6. Looking at #3, 4, 5 and 6; where do Californians come up with money for rent/mortgages? The property values still has ways to drop as a result of the aforementioned scenarios. How do you get taxes from income or properties anymore?
7. Has anyone noticed what illegal immigration and amnesty costs this state?
There is so many HUGE things that happens under the surface of what these shills are telling us. Whitney might have the wrong outcome predicted, but she gets whats' going on. Therefore, I'm more likely to trust her opinion than Cramer's.
Time will vindicate Meredith. Geting a few percent for this kind of risk is fucking beyond stupid. I'm guessing it's where retirees are putting their cash to get SOMETHING for a yield.
I'm with Whitney on this one. The collapse of this ponzi scheme/fiat money exercise will encompass everyone, including Munis.
Whitney may be a tad off on the timing or maybe not, but you'd be a fool to assume the risk for what they're paying. The potential for major movements is real and you want to risk your capital for 3%? 3%???
there are very few choices left...and Munis ain't one of them. The real bad stuff hasn't happened yet, but it will.

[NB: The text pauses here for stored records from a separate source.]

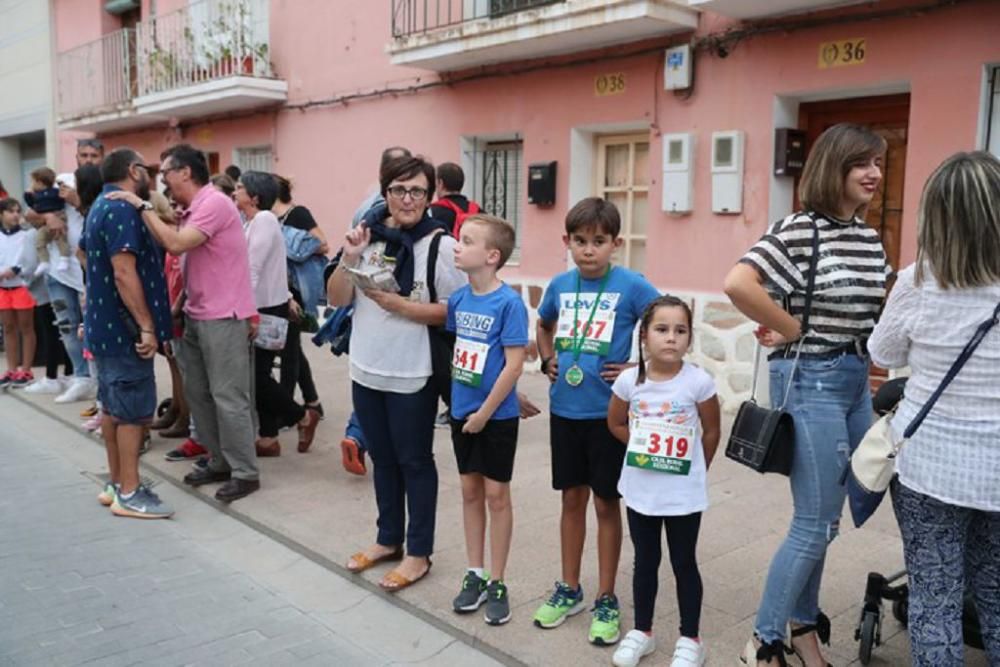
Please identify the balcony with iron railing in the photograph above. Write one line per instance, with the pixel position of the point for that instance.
(445, 35)
(210, 57)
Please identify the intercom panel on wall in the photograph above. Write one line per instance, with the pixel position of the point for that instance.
(727, 171)
(678, 172)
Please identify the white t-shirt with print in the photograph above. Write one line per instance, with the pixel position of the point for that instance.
(390, 352)
(673, 401)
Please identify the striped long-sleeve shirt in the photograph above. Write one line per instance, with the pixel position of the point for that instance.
(850, 276)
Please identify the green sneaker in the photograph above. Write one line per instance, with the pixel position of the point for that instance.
(107, 494)
(604, 629)
(563, 603)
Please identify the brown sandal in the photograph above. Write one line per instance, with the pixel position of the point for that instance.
(307, 432)
(363, 562)
(393, 581)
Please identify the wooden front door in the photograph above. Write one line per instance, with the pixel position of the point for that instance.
(888, 116)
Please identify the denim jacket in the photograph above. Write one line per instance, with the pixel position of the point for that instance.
(305, 267)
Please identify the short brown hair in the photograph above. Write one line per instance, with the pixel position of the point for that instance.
(958, 224)
(500, 234)
(837, 150)
(224, 182)
(403, 168)
(45, 176)
(594, 213)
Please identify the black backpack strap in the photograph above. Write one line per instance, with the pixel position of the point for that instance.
(432, 254)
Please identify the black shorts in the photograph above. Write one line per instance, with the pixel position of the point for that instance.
(584, 453)
(490, 452)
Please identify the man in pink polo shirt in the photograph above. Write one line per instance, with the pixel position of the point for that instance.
(219, 312)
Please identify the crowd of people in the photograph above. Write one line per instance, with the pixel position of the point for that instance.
(225, 272)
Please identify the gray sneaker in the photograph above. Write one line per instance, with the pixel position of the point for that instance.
(473, 594)
(144, 504)
(497, 605)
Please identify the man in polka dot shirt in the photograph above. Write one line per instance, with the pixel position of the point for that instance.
(126, 319)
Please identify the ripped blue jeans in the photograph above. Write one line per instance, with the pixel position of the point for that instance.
(831, 405)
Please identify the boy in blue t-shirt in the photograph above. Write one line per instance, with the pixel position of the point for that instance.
(491, 326)
(584, 335)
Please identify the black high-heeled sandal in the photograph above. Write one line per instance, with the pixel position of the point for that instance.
(822, 629)
(752, 653)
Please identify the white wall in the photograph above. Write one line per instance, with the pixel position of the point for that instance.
(26, 81)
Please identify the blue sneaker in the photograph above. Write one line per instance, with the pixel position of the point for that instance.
(563, 603)
(606, 624)
(144, 504)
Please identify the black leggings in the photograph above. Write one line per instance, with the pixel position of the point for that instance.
(275, 405)
(50, 350)
(295, 367)
(682, 540)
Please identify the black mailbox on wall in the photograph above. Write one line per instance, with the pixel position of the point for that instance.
(789, 151)
(542, 183)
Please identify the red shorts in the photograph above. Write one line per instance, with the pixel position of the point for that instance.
(16, 298)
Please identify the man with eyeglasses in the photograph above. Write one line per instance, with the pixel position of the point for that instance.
(65, 283)
(220, 320)
(127, 318)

Know anyone with a mountain of cash/reserves who isn't worried about the tax hit anyway because their lawyers are better than your lawyers?
Hint: some of them have access to the discount window and a guaranteed two-year nitrous oxide filled happy fun zone.
Look closely; they're pushing people into BAB land, because they know dey gwine issue a "Whitney-Load" of them soon,
and they can "shield" the interest income (especially with credits for possibly-do-nothing, election #winning job creation).
Ron Paul should start taking election contributions in 1/10oz gold and silver dimes only.
http://www.youtube.com/watch?v=KS6yKMYTF5M
when you don't have a realistic solution that is politically "sellable" be brazen and propose the moon and six pence!
+1 for your use of "pence" in common vernacular.
If I were one of the "less than 1bn" screwed, I wouldn't be very happy. You are so cavalier with OPHEM.